Researchers led by Jorge Melendez studied the star HIP68468, which is located 300 light-years away. Using a 3.6-meter telescope at La Silla Observatory, Chile, these scientists discovered their first exoplanet in 2015. The team's newer discovery is still awaiting confirmation, but it involves two candidate planets - super neptune and super earth. The orbits of these planets lie surprisingly close to the parent star, with one of the planets 50 percent more massive than Neptune and at the same distance from the parent star as Venus from the Sun. Another of these planets, the first super-earth to be discovered in orbit around a star like the Sun, has a mass of about three Earth's masses and is so close to the star.which makes one revolution in orbit around it in just three days.
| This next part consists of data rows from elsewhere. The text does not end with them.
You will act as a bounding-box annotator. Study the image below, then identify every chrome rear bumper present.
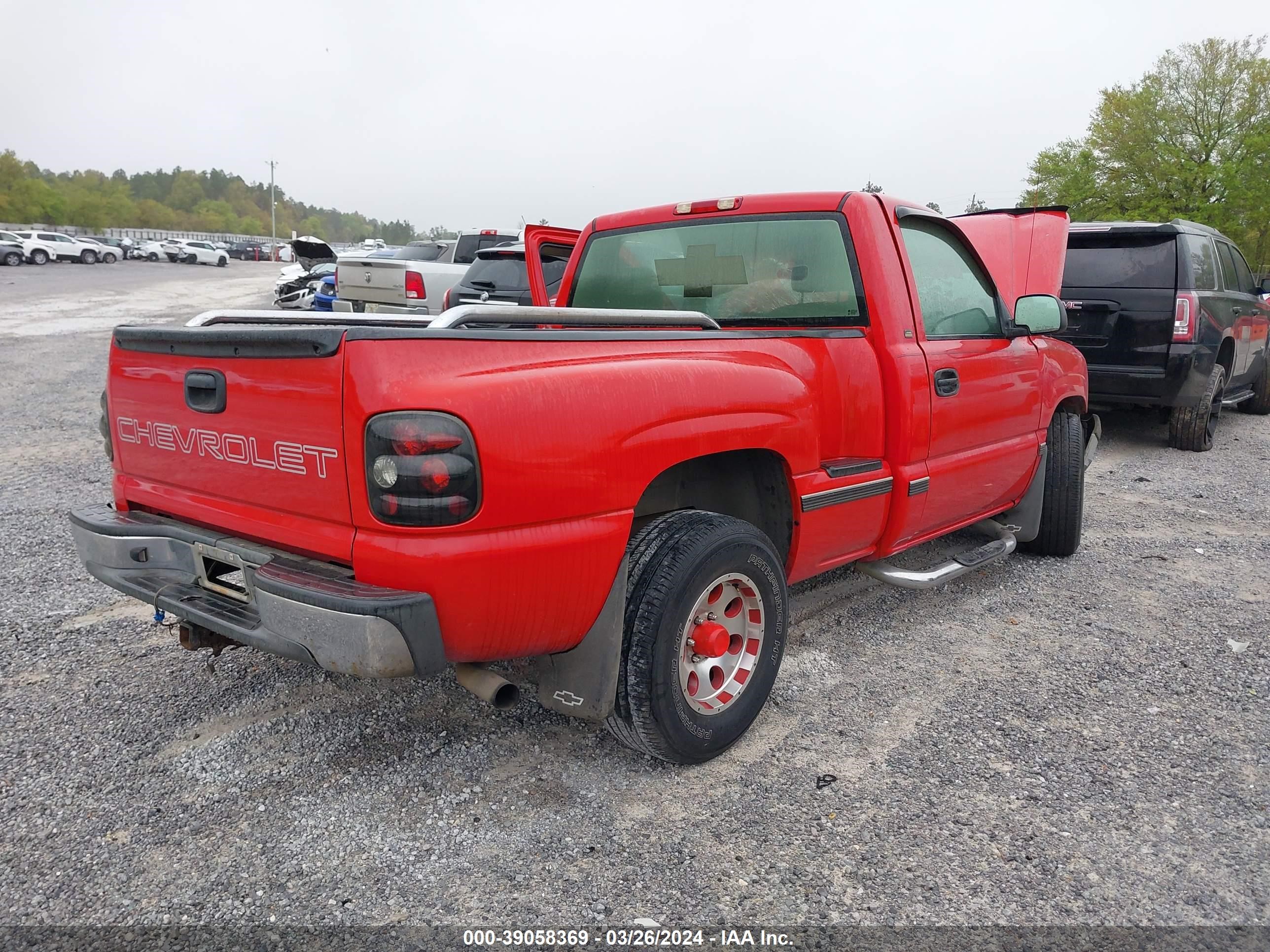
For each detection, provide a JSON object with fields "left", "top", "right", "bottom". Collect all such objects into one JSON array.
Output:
[{"left": 70, "top": 505, "right": 446, "bottom": 678}]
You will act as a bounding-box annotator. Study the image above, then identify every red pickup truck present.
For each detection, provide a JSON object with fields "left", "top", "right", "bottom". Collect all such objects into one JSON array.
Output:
[{"left": 71, "top": 192, "right": 1098, "bottom": 763}]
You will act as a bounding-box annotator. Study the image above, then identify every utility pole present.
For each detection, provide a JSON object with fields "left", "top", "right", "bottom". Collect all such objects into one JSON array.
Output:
[{"left": 268, "top": 159, "right": 278, "bottom": 254}]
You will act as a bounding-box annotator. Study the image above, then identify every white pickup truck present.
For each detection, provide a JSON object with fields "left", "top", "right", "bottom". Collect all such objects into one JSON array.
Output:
[{"left": 333, "top": 229, "right": 520, "bottom": 316}]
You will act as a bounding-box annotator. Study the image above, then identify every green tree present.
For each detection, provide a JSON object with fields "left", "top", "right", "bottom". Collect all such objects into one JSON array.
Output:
[{"left": 1019, "top": 37, "right": 1270, "bottom": 268}]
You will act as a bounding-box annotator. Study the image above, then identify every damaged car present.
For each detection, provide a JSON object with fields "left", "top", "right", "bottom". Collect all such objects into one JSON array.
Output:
[{"left": 273, "top": 235, "right": 335, "bottom": 311}]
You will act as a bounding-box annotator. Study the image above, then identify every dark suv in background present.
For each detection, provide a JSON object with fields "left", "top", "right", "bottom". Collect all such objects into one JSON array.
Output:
[
  {"left": 445, "top": 242, "right": 569, "bottom": 307},
  {"left": 1057, "top": 218, "right": 1270, "bottom": 450}
]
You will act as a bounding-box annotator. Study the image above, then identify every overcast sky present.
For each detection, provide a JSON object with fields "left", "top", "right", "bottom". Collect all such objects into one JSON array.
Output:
[{"left": 0, "top": 0, "right": 1268, "bottom": 230}]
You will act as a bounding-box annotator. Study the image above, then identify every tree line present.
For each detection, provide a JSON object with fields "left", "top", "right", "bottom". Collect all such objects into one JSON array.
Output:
[
  {"left": 1019, "top": 37, "right": 1270, "bottom": 272},
  {"left": 0, "top": 150, "right": 426, "bottom": 245}
]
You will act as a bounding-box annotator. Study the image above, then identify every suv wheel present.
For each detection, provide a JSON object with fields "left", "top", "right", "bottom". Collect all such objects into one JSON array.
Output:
[
  {"left": 1168, "top": 364, "right": 1226, "bottom": 453},
  {"left": 1238, "top": 353, "right": 1270, "bottom": 416},
  {"left": 1019, "top": 411, "right": 1085, "bottom": 556},
  {"left": 607, "top": 510, "right": 789, "bottom": 764}
]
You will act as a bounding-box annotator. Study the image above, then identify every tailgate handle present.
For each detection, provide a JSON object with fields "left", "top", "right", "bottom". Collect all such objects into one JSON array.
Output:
[{"left": 185, "top": 371, "right": 225, "bottom": 414}]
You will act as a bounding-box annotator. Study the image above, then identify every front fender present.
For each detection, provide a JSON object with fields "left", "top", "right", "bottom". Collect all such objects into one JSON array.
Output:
[{"left": 1032, "top": 337, "right": 1090, "bottom": 429}]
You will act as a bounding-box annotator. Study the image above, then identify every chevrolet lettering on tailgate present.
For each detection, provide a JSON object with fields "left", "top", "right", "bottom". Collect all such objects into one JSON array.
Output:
[{"left": 114, "top": 416, "right": 339, "bottom": 480}]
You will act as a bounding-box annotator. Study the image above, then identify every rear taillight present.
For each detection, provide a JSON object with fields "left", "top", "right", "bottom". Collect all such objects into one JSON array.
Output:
[
  {"left": 97, "top": 390, "right": 114, "bottom": 463},
  {"left": 1173, "top": 295, "right": 1199, "bottom": 341},
  {"left": 366, "top": 411, "right": 480, "bottom": 525}
]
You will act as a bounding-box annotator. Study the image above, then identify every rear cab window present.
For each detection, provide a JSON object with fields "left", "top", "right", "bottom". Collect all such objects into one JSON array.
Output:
[
  {"left": 1217, "top": 241, "right": 1256, "bottom": 295},
  {"left": 1063, "top": 231, "right": 1177, "bottom": 291},
  {"left": 569, "top": 212, "right": 867, "bottom": 328},
  {"left": 1177, "top": 235, "right": 1217, "bottom": 291},
  {"left": 462, "top": 251, "right": 569, "bottom": 291},
  {"left": 392, "top": 245, "right": 446, "bottom": 262}
]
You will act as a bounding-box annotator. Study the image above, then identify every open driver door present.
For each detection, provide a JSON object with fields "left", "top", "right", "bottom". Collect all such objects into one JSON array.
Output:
[{"left": 525, "top": 225, "right": 582, "bottom": 307}]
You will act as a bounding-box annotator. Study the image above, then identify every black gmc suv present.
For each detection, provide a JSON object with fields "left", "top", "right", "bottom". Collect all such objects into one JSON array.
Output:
[{"left": 1058, "top": 218, "right": 1270, "bottom": 452}]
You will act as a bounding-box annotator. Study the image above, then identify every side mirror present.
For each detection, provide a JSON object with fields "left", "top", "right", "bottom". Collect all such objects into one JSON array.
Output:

"These two planets most likely migrated inward from the outer part of the planetary system, while the inner planets of the system were pushed out of it or absorbed by the star," the authors write in their work.

The chemical composition of the star HIP68468 indicates the absorption of planets by it, since it contains an excess amount of lithium, which intensively decomposes in the interiors of stars, but is relatively stable in the colder interiors of planets. Obviously, this lithium hit the star relatively recently, probably through the absorption of one or more planets in the system of this star, the scientists conclude.

The study was published in the journal Astronomy & Astrophysics.